Moonhawk moved a few steps closer, her irritation forgotten.
“Perhaps you think you have mastered the counter, but the counter may yet be the wiser, eh?” He smiled, but Moonhawk didn’t see. All her attention—and all her Witch sense—was focused on his long, clever hands.
“Now we enter the realm of magic, indeed. I am about to reveal to you the method for making a counter disappear.” He extended his empty right hand, frowned and flexed the fingers.
“First, naturally enough, one must make a counter appear.” And there, held lightly between his first and second fingers was a bright green counter. How it had come there, Lute and his skill knew. Certainly, Moonhawk did not, having seen neither the movement that would have retrieved a cleverly hidden counter nor felt the surge of power that would have been necessary to create a counter. Or the illusion of one.
Lute extended his hand. “Please verify that this is indeed a common wooden counter, such as might be found in any gaming house on Sintia.”
She took the disk, felt the smoothness of the paint, the rough edge of wood where the caress of many fingers had worn the paint away. No il
lusion, this. She handed it back.
“I find it a common wooden counter,” she said, for she must also practice the eloquence of his speech, which served, so he said, to divert the attention of an audience and give a magician valuable seconds in which to work. “Such as might be found in any gaming house on the planet.”
“Excellent,” he said, receiving the token on his callused palm.

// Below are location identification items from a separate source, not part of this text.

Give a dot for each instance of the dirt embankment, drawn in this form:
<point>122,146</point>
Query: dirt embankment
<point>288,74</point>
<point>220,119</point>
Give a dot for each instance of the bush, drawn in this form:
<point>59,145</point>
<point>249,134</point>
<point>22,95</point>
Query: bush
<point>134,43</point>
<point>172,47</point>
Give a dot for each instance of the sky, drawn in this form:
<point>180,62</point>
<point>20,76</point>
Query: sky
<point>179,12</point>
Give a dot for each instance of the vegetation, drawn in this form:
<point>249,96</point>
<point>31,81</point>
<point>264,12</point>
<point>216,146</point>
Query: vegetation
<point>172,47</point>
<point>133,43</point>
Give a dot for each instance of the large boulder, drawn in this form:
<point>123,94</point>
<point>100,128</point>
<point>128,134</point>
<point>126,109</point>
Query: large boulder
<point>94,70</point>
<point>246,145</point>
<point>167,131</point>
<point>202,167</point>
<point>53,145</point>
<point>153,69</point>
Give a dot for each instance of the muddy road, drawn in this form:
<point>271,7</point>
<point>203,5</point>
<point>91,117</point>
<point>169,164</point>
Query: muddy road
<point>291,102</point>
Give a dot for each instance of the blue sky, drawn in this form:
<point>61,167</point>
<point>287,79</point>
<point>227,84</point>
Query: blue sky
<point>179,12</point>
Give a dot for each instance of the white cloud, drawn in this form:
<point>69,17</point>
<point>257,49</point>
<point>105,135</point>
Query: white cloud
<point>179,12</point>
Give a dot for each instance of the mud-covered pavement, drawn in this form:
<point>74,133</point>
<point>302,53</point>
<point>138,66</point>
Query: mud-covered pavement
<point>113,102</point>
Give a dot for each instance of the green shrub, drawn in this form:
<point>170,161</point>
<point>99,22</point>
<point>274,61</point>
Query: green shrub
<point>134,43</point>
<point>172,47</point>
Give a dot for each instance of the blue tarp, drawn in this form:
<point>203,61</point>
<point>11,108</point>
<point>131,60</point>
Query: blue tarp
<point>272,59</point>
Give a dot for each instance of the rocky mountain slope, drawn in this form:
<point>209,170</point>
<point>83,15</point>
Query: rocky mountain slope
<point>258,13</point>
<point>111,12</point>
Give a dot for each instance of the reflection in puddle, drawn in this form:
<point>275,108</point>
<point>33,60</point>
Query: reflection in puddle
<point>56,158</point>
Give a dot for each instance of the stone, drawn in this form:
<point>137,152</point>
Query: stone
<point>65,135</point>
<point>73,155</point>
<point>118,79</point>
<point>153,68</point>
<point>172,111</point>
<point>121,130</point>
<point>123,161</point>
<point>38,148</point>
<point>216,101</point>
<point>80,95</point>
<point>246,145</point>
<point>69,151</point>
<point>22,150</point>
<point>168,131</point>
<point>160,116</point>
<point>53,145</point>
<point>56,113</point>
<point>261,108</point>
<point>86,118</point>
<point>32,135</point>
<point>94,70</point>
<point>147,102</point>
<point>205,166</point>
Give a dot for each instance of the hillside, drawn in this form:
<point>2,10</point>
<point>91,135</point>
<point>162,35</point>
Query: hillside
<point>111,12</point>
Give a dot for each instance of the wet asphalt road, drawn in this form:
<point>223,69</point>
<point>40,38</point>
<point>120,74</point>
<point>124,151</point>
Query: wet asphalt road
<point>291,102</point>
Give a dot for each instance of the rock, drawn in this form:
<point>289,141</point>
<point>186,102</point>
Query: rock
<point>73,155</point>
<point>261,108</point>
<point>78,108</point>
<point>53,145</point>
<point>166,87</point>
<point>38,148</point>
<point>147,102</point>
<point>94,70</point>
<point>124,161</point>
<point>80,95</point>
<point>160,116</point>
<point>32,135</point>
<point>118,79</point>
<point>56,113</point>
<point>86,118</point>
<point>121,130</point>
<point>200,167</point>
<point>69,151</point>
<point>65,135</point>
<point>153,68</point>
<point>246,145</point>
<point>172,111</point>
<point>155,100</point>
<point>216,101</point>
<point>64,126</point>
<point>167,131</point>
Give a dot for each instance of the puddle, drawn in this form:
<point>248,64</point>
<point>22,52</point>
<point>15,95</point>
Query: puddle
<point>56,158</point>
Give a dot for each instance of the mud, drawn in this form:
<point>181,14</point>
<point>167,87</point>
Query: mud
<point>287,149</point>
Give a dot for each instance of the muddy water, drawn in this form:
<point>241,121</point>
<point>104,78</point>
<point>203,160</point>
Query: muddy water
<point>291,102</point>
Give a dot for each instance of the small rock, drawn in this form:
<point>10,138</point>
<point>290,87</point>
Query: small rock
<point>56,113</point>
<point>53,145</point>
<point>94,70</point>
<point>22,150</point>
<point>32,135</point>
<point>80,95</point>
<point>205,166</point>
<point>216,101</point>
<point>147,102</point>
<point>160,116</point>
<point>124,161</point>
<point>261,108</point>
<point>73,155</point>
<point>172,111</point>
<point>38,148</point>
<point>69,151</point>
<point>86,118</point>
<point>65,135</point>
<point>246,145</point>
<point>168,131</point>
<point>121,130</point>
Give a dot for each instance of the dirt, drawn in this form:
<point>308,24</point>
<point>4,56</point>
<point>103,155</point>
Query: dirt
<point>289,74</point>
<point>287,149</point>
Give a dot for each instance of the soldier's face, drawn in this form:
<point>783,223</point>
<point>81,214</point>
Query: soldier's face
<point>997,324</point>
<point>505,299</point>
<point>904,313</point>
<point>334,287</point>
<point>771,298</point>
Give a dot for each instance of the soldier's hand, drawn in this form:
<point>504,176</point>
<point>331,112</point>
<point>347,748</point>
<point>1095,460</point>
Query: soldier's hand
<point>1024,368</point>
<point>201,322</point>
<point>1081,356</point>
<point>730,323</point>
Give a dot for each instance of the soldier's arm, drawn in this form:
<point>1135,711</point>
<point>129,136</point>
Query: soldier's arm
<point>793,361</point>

“A common counter.” He tossed it lightly into the air, caught it on the back of his hand and walked it negligently across his fingers.
“Behaving commonly.” He flipped his hand, caught the counter between thumb and forefinger and held it high.
“Now, behold its uncommon attribute.”
Moonhawk stifled a curse: There was nothing between the magician’s thumb and forefinger but sunshine and cool spring air.
Lute lowered his hand and smiled. “Another lesson that may be practiced as one walks. Though we haven’t far to walk now. Tonight, we shall eat one of Veverain’s splendid dinners, sample somewhat of last year’s vintage and sleep wrapped in soft, sweet-smelling blankets.”
Moonhawk stared from him to the red wooden counter in her hand.
“I’m to practice? Pray what am I to practice, Master Lute? I saw neither pass nor Witch power.”
Lute smiled. “You saw that it was possible.” He bent and retrieved his bag. “Come. Veverain’s hospitality tugs my heart onward.”
THE TRACK CURVED ’round a grove of dyantrees, and there was Karn, tidily laid out along two main streets and a marketplace. To the east of the village lay the fields; to the west, the winter livestock pens. Behind the village rose a hill, showing terrace upon terrace of leafless brown vines.
There were folk about on the streets, and Lute’s stride lengthened. Moonhawk stretched her own long legs to keep the pace, the red counter forgotten for the moment in the pocket of her cloak.
“Ho, Master Lute!” A stocky man in a leather apron raised a hand. “Spring is here at last!”